‘A Star Is Born,’ Lady Gaga poised to dominate Golden Globes
LOS ANGELES — Box-office hit music romance “A Star Is Born” is the front-runner going into the 76th Golden Globe Awards on Sunday evening (Monday morning in Manila), the first Hollywood awards gala of the year and usually the sassiest of them all.
Tinseltown’s A-listers will strut down the red carpet for the first time this awards season at the Beverly Hilton in the run-up to the all-important Oscars on Feb. 24.
Hosting the gala — which begins at 5 p.m. (0100 GMT Monday) — will be actress Sandra Oh and comedian Andy Samberg. As the only awards show where booze is served, the evening is usually more colorful than show biz’s other big nights.
“It’s going to be great. I think people are ready and could use a little smile,” Samberg told The Hollywood Reporter.
Even though Dick Cheney biopic “Vice” leads the film nominations with six, “Star” — and its power duo of Lady Gaga and Bradley Cooper — is the movie with the most buzz, and most critics predict it will take home the coveted award for best drama film.
“We’re expecting ‘A Star Is Born’ to take it down in the end, solidifying its Oscar front-runner status,” industry trade publication Variety said in its predictions.
“‘A Star is Born’ has everything going for it, including box-office and critical success,” Paul Dergarabedian, a senior media analyst at industry data firm ComScore, told Agence France-Presse (AFP).

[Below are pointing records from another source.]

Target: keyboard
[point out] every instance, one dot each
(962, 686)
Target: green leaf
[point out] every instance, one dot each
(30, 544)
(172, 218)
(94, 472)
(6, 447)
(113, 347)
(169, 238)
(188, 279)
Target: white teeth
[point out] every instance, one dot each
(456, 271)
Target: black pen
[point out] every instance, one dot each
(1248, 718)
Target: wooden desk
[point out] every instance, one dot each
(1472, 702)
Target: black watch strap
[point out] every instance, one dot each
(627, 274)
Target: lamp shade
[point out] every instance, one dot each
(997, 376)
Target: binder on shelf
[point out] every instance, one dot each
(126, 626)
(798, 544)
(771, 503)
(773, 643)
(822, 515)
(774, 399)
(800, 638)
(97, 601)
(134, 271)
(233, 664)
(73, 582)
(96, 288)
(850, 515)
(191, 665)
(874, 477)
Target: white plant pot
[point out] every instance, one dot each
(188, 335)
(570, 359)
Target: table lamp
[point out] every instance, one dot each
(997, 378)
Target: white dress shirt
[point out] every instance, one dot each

But Dergarabedian cautioned that the Globes—which are handed out by the 90-odd members of the Hollywood Foreign Press Association—were notoriously unpredictable.
“This year’s nominees across the major categories are all incredibly deserving so anything could happen,” he said.
This year, the Globes come at the start of voting for Oscar nominations. And while the Globes are not always a clear predictor of Academy Award success, they are a bellwether of momentum.
If there is a sure bet on Sunday night, it is that Alfonso Cuaron’s “Roma,” a cinematic ode to his childhood in 1970s Mexico City, will win the award for best foreign film. Cuaron is also touted to bag the best director award.
Competing against the Mexican filmmaker for the same prize are Spike Lee (“BlacKkKlansman”), Peter Farrelly (“Green Book”), Adam McKay (“Vice”) and Cooper, who made his debut directing himself behind the camera with “Star.”
For the experts polled by awards prediction website Gold Derby, “A Star Is Born” is a lock for best drama film, and Cuaron will take home the best director award.
Tight race for musical-comedy
Unlike the Oscars, the Golden Globes have parallel categories for dramas and musical-comedy films—meaning there are twice as many prizes and Oscar voters will get a chance to consider a wider range of performances.
Gaga could be a double winner, with nods for both best drama actress and best original song for the film’s hit, “Shallow.”
For best actor, Cooper—who plays an aging rocker and propels a struggling singer-songwriter (Gaga) to stardom—is locked in a duel with Rami Malek, who portrays Queen frontman Freddie Mercury in “Bohemian Rhapsody.”
The field on the musical-comedy side is wider.
Beyond “Vice,” top contenders include offbeat royal romp “The Favourite,” civil rights dramedy “Green Book,” and Disney sequel “Mary Poppins Returns.”
Welsh actor Christian Bale, nearly unrecognizable as Cheney, is tipped to take home the best drama actor award, even if the film’s mixed reviews have damaged its overall chances.
In the race for best musical-comedy actress, Olivia Colman, who plays Queen Anne in “The Favourite,” is up against Emily Blunt, who fills the shoes of Julie Andrews as the magical British nanny.
The Globes also honor the best in television—but those awards can feel a bit redundant coming so soon after the Emmys last September, with many of the same nominees as the Television Academy field.